Infrastructure as Divination: Urban life in the Postcolony
At the same time that cellular phones, computers, mobile internet access, and satellites increasingly are shaping African urban realities, everyday lives are also characterised by an infrastructure marked by advanced decay, fragmentation, and uncertainty, and by a general move towards increasing informalisation of all spheres of life. Focusing on the often overlooked qualitative aspects of infrastructure, the aim of this project is an innovative perspective on urban Africa that challenges simplified views of failing societies and instead tries to grasp the complexity of a modern African city in its becoming.
The project takes the Nigerian city of Jos as a starting point for research on the wide and complex range of practices tied to infrastructural systems. In Jos and other cities across the African continent, formerly centralised networks of fuel distribution, power supply, and water provisioning etc., have grown into a multitude of official and unofficial sub-systems. Originally planned before the latest decades of intense urbanisation, they often serve populations ten, thirty, or fifty times larger than intended, and carry a load no one thought possible. For good and bad, African modernities are intrinsically linked to these processes.

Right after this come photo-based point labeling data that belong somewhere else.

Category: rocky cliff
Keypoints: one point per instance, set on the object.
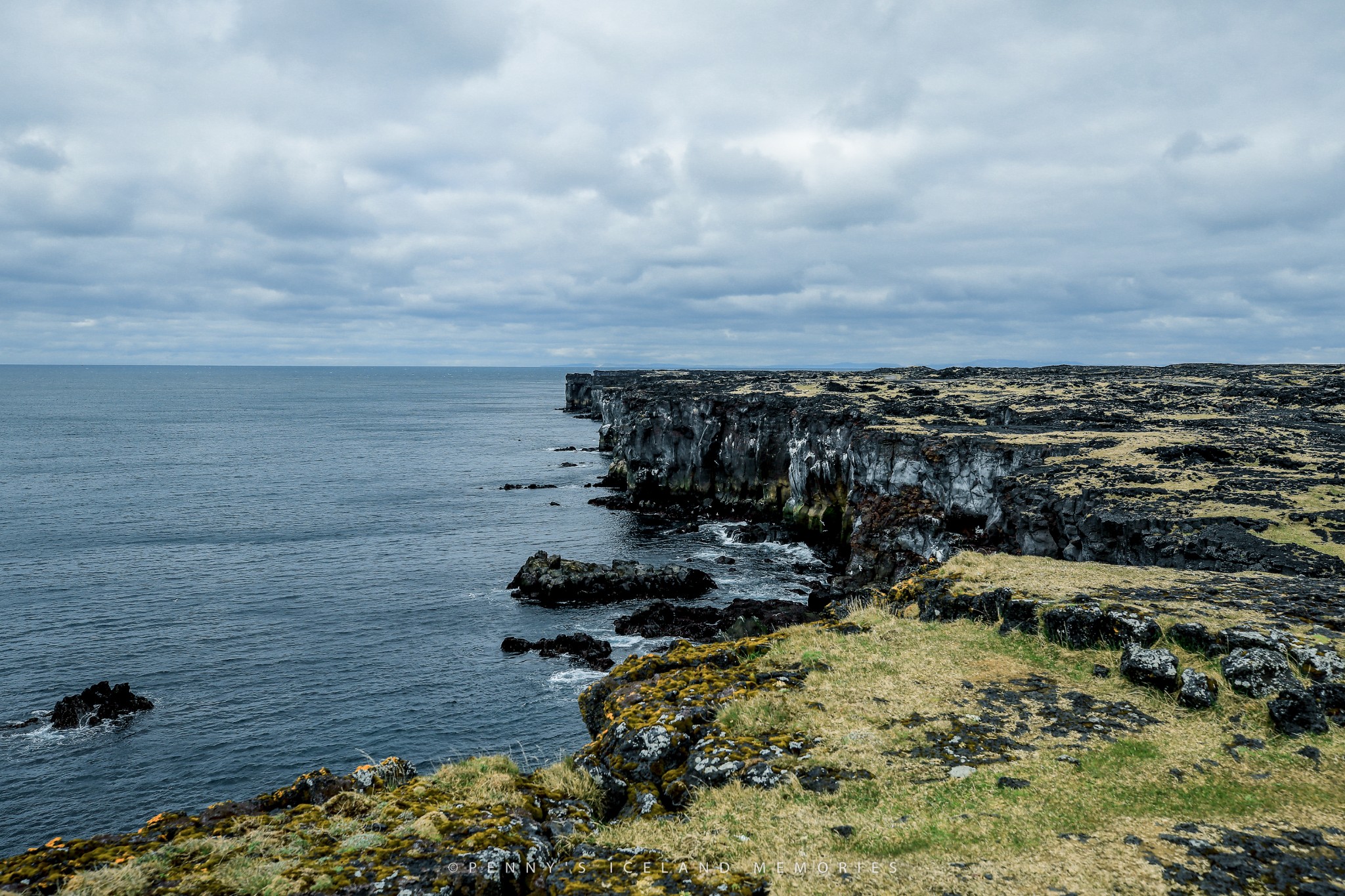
(1196, 467)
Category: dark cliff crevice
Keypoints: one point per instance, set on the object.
(857, 473)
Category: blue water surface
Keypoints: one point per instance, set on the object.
(301, 567)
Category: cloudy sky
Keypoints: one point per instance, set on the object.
(682, 182)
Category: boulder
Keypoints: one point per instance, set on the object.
(1199, 691)
(1074, 625)
(663, 620)
(550, 580)
(97, 704)
(1255, 672)
(1331, 698)
(1122, 625)
(579, 645)
(1151, 668)
(1296, 712)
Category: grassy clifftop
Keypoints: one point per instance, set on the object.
(880, 754)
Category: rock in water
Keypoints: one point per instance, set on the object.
(1151, 668)
(1197, 689)
(1331, 698)
(663, 620)
(579, 645)
(97, 704)
(1294, 712)
(549, 580)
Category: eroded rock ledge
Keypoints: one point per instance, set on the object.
(1199, 467)
(550, 580)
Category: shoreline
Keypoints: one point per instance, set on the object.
(744, 746)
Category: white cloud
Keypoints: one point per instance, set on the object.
(791, 183)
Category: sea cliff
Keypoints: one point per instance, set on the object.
(1199, 467)
(1083, 637)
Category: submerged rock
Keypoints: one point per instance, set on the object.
(97, 704)
(1078, 626)
(1199, 691)
(1331, 698)
(663, 620)
(1195, 637)
(1294, 712)
(550, 580)
(581, 647)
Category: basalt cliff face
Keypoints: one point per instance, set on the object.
(1201, 467)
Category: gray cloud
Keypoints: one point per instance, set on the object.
(693, 183)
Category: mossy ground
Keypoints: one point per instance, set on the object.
(879, 692)
(917, 830)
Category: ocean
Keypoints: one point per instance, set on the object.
(301, 567)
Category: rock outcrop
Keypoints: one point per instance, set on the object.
(1189, 467)
(741, 618)
(97, 704)
(581, 647)
(550, 580)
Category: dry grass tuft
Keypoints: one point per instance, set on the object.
(916, 830)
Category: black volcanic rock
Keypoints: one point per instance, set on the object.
(1069, 463)
(1149, 668)
(663, 620)
(97, 704)
(550, 580)
(1331, 698)
(581, 647)
(1294, 712)
(1199, 691)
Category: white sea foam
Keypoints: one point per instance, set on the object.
(575, 677)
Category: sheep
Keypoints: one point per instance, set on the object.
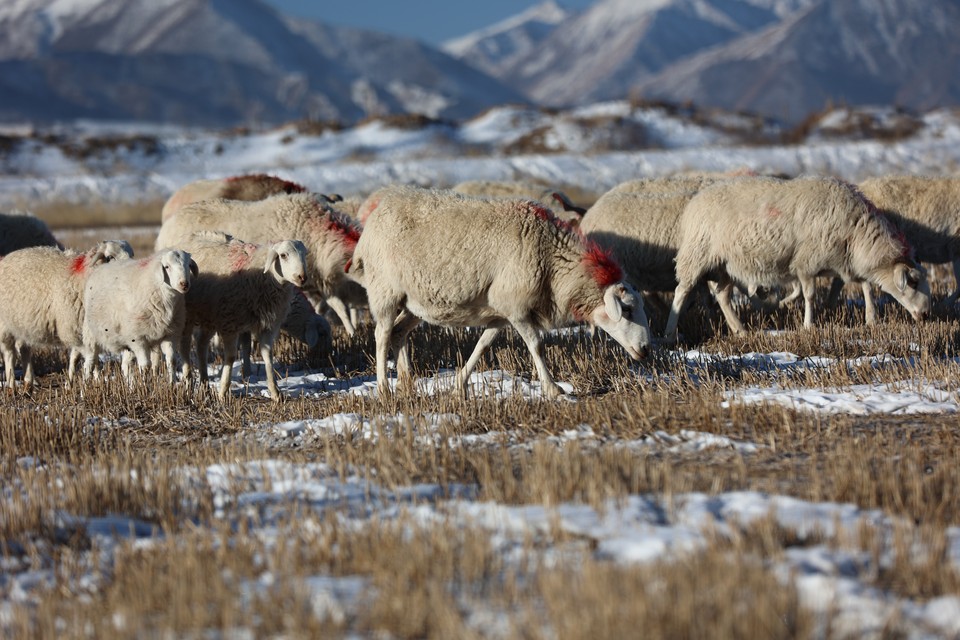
(242, 287)
(557, 201)
(927, 211)
(21, 229)
(135, 306)
(255, 186)
(768, 232)
(45, 307)
(329, 236)
(460, 261)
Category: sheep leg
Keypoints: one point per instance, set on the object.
(836, 291)
(402, 326)
(6, 346)
(676, 307)
(340, 309)
(534, 344)
(169, 352)
(952, 298)
(723, 294)
(185, 341)
(266, 340)
(229, 356)
(869, 304)
(385, 317)
(486, 339)
(245, 344)
(26, 359)
(808, 289)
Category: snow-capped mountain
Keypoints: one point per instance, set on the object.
(496, 48)
(218, 62)
(853, 52)
(781, 58)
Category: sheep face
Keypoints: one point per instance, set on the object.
(622, 316)
(286, 260)
(907, 281)
(176, 269)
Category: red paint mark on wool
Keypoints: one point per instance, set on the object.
(601, 266)
(906, 249)
(240, 254)
(78, 265)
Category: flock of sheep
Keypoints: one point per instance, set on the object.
(244, 258)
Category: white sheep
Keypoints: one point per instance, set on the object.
(328, 235)
(763, 232)
(135, 306)
(255, 186)
(459, 261)
(21, 229)
(41, 303)
(555, 199)
(927, 211)
(242, 287)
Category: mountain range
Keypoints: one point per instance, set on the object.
(239, 62)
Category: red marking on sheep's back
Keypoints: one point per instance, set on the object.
(78, 265)
(601, 266)
(240, 253)
(906, 249)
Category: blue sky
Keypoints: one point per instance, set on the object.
(431, 21)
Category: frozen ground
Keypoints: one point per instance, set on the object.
(638, 529)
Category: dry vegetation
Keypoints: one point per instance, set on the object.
(69, 453)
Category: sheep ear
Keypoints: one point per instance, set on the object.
(900, 275)
(271, 258)
(611, 303)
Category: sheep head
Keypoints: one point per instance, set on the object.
(177, 268)
(622, 316)
(286, 261)
(906, 281)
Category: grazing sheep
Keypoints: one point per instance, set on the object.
(135, 306)
(329, 236)
(21, 229)
(927, 211)
(255, 186)
(459, 261)
(557, 201)
(242, 287)
(763, 232)
(42, 301)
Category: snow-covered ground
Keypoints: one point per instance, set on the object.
(637, 529)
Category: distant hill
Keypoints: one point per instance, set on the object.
(781, 58)
(218, 63)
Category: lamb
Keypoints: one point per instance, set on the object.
(242, 287)
(557, 201)
(927, 211)
(135, 306)
(461, 261)
(21, 229)
(329, 236)
(45, 307)
(767, 232)
(256, 186)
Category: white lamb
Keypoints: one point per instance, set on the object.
(927, 211)
(41, 303)
(21, 229)
(255, 186)
(135, 306)
(329, 236)
(556, 200)
(763, 232)
(242, 287)
(459, 261)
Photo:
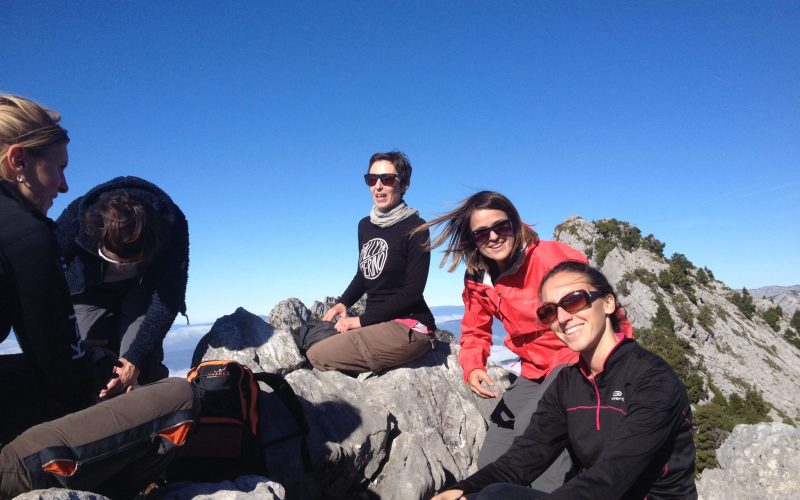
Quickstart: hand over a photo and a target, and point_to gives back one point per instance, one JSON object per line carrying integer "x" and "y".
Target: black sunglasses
{"x": 501, "y": 228}
{"x": 387, "y": 180}
{"x": 572, "y": 303}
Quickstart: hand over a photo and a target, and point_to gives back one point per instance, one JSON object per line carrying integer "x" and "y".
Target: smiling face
{"x": 385, "y": 197}
{"x": 587, "y": 331}
{"x": 44, "y": 177}
{"x": 497, "y": 247}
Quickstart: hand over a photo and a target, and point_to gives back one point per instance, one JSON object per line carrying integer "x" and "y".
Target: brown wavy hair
{"x": 126, "y": 225}
{"x": 595, "y": 278}
{"x": 456, "y": 232}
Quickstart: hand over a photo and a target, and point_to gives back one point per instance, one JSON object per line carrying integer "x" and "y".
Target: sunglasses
{"x": 387, "y": 180}
{"x": 500, "y": 228}
{"x": 572, "y": 303}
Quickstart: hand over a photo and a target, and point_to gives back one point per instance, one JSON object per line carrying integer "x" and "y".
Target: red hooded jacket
{"x": 513, "y": 299}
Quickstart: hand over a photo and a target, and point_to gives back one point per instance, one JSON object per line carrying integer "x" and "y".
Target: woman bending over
{"x": 621, "y": 409}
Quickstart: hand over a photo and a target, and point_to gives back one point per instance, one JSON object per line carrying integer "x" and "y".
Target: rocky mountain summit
{"x": 729, "y": 342}
{"x": 787, "y": 297}
{"x": 408, "y": 432}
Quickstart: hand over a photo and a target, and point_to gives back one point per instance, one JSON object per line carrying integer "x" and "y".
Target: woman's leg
{"x": 119, "y": 445}
{"x": 372, "y": 348}
{"x": 510, "y": 419}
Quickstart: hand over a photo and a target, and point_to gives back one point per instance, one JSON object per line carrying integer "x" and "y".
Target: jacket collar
{"x": 10, "y": 191}
{"x": 153, "y": 193}
{"x": 614, "y": 359}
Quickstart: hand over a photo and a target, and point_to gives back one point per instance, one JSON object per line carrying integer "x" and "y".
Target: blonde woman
{"x": 122, "y": 439}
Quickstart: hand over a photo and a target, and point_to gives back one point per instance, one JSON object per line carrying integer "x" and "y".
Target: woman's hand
{"x": 127, "y": 375}
{"x": 474, "y": 380}
{"x": 337, "y": 310}
{"x": 449, "y": 495}
{"x": 347, "y": 323}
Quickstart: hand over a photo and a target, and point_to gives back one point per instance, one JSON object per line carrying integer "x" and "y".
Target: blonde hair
{"x": 29, "y": 125}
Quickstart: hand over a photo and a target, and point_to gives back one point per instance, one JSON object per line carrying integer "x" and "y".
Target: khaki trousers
{"x": 372, "y": 348}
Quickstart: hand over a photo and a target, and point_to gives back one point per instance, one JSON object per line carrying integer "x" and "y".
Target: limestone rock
{"x": 398, "y": 435}
{"x": 242, "y": 337}
{"x": 59, "y": 494}
{"x": 756, "y": 461}
{"x": 243, "y": 487}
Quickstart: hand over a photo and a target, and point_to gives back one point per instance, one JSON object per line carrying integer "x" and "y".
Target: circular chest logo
{"x": 373, "y": 257}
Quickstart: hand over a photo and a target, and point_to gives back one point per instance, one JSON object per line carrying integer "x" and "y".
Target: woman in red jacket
{"x": 505, "y": 262}
{"x": 622, "y": 409}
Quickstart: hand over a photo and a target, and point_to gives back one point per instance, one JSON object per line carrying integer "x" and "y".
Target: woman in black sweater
{"x": 621, "y": 409}
{"x": 396, "y": 326}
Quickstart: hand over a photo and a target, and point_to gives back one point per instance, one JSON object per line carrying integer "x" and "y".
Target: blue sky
{"x": 682, "y": 118}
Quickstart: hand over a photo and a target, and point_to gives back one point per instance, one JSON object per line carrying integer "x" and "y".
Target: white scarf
{"x": 393, "y": 216}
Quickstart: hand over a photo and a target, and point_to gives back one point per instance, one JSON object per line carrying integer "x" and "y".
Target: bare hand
{"x": 474, "y": 380}
{"x": 335, "y": 311}
{"x": 449, "y": 495}
{"x": 127, "y": 375}
{"x": 347, "y": 323}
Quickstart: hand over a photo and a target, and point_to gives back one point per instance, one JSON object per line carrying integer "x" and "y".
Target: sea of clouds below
{"x": 181, "y": 340}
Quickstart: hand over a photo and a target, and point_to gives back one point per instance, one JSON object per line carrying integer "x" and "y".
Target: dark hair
{"x": 400, "y": 162}
{"x": 126, "y": 225}
{"x": 595, "y": 278}
{"x": 458, "y": 234}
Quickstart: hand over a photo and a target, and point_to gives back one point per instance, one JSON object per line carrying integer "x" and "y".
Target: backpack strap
{"x": 289, "y": 399}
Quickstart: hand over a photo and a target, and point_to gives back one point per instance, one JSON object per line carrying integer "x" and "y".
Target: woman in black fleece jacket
{"x": 622, "y": 409}
{"x": 126, "y": 247}
{"x": 396, "y": 326}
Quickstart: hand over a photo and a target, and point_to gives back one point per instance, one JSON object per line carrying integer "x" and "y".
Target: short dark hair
{"x": 125, "y": 224}
{"x": 400, "y": 162}
{"x": 595, "y": 278}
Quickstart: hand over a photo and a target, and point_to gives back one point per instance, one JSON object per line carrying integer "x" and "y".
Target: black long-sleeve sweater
{"x": 630, "y": 429}
{"x": 392, "y": 271}
{"x": 35, "y": 302}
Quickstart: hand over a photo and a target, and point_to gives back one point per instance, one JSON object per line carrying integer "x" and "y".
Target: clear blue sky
{"x": 259, "y": 118}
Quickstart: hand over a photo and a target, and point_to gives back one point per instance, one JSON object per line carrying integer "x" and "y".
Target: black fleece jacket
{"x": 35, "y": 302}
{"x": 165, "y": 277}
{"x": 392, "y": 271}
{"x": 630, "y": 429}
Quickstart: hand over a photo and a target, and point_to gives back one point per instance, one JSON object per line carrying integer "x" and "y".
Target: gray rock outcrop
{"x": 399, "y": 435}
{"x": 755, "y": 462}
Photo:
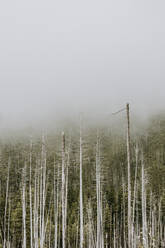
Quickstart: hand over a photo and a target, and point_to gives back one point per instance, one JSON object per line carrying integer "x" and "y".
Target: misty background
{"x": 59, "y": 58}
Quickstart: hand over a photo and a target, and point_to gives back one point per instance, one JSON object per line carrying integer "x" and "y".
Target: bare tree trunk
{"x": 6, "y": 202}
{"x": 100, "y": 240}
{"x": 36, "y": 205}
{"x": 129, "y": 180}
{"x": 81, "y": 192}
{"x": 144, "y": 217}
{"x": 56, "y": 202}
{"x": 43, "y": 193}
{"x": 134, "y": 199}
{"x": 30, "y": 197}
{"x": 63, "y": 191}
{"x": 24, "y": 205}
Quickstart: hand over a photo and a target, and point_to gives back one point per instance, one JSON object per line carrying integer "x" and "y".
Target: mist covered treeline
{"x": 69, "y": 188}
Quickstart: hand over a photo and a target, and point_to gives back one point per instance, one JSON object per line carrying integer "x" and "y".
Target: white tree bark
{"x": 129, "y": 180}
{"x": 24, "y": 205}
{"x": 81, "y": 191}
{"x": 30, "y": 196}
{"x": 144, "y": 216}
{"x": 6, "y": 202}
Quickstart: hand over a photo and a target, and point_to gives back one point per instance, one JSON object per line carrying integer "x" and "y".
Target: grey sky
{"x": 64, "y": 56}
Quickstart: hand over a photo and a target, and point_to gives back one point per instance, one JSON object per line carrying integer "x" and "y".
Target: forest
{"x": 86, "y": 186}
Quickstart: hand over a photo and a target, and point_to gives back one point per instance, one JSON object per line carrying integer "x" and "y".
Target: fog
{"x": 59, "y": 58}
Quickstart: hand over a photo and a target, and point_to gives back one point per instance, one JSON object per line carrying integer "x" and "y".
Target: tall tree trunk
{"x": 30, "y": 197}
{"x": 129, "y": 180}
{"x": 144, "y": 216}
{"x": 6, "y": 202}
{"x": 63, "y": 191}
{"x": 24, "y": 205}
{"x": 81, "y": 190}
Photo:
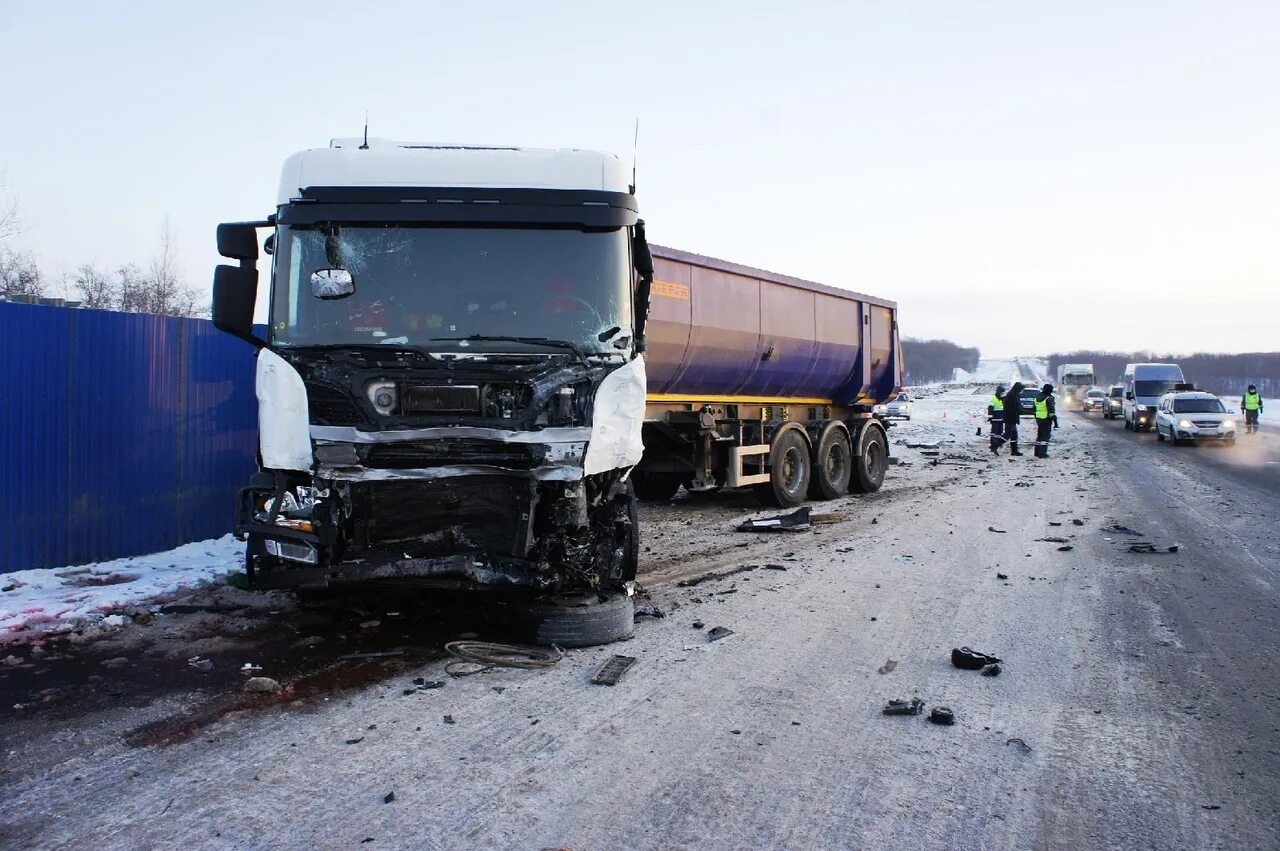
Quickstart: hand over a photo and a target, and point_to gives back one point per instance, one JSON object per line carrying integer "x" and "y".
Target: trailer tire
{"x": 832, "y": 463}
{"x": 871, "y": 465}
{"x": 656, "y": 486}
{"x": 790, "y": 471}
{"x": 575, "y": 620}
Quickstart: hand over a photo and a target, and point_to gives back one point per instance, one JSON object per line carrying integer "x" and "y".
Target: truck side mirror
{"x": 643, "y": 259}
{"x": 234, "y": 294}
{"x": 238, "y": 241}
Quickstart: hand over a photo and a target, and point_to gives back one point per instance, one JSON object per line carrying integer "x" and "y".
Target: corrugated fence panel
{"x": 122, "y": 433}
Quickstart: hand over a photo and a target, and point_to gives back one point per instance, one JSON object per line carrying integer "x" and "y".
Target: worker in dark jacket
{"x": 1013, "y": 413}
{"x": 1046, "y": 420}
{"x": 996, "y": 417}
{"x": 1252, "y": 406}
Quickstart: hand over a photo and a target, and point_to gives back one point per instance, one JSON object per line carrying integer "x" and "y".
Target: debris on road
{"x": 796, "y": 521}
{"x": 942, "y": 715}
{"x": 716, "y": 634}
{"x": 1022, "y": 746}
{"x": 1151, "y": 548}
{"x": 612, "y": 669}
{"x": 904, "y": 707}
{"x": 972, "y": 659}
{"x": 504, "y": 655}
{"x": 261, "y": 685}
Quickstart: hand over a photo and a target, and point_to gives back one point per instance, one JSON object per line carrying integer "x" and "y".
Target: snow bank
{"x": 53, "y": 600}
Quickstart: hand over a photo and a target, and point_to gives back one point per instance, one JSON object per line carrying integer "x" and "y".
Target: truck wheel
{"x": 832, "y": 463}
{"x": 575, "y": 620}
{"x": 656, "y": 486}
{"x": 789, "y": 472}
{"x": 869, "y": 467}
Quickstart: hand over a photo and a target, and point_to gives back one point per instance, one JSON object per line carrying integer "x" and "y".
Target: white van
{"x": 1143, "y": 385}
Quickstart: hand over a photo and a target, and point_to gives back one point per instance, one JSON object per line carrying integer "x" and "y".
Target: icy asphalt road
{"x": 1138, "y": 705}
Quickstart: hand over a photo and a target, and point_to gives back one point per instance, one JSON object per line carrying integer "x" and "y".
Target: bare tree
{"x": 95, "y": 287}
{"x": 165, "y": 291}
{"x": 19, "y": 274}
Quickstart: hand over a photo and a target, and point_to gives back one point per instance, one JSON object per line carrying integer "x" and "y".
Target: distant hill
{"x": 928, "y": 361}
{"x": 1221, "y": 374}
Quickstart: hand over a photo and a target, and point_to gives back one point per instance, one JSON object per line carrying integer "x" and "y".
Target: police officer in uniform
{"x": 1252, "y": 406}
{"x": 1046, "y": 420}
{"x": 1013, "y": 413}
{"x": 996, "y": 417}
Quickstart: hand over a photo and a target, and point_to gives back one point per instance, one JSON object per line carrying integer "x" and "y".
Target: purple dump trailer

In Jos, as in most African cities, it is striking how the imperfections in services move the infrastructure to the forefront of experience. Instead of quietly operating behind the scene, it requires constant intervention from users. Infrastructure is experienced as constantly changing processes of flow and non-flow and presence and absence. Much effort is put into trying to predict these changing processes, and to discover new ways around the infrastructure’s shortcomings. At the same time, infrastructure becomes a system of signs through which people try to understand circumstances beyond those immediately at hand. Like when diviners deduce the state of the world through the stones they have thrown, the materiality of infrastructure turns highly elusive questions into tangible clues. Through ethnographic fieldwork, this project puts people’s own actions, experiences and readings at the centre of an analysis of the practices tied to infrastructure, and the ways in which it allows people to explore elusive questions about the past, present and future of the city and the nation, and to whom Jos and Nigeria belongs.
The project is funded by the Swedish Research Council, and involves Erik Trovalla (Ph.D.) and Ulrika Trovalla (Ph.D.)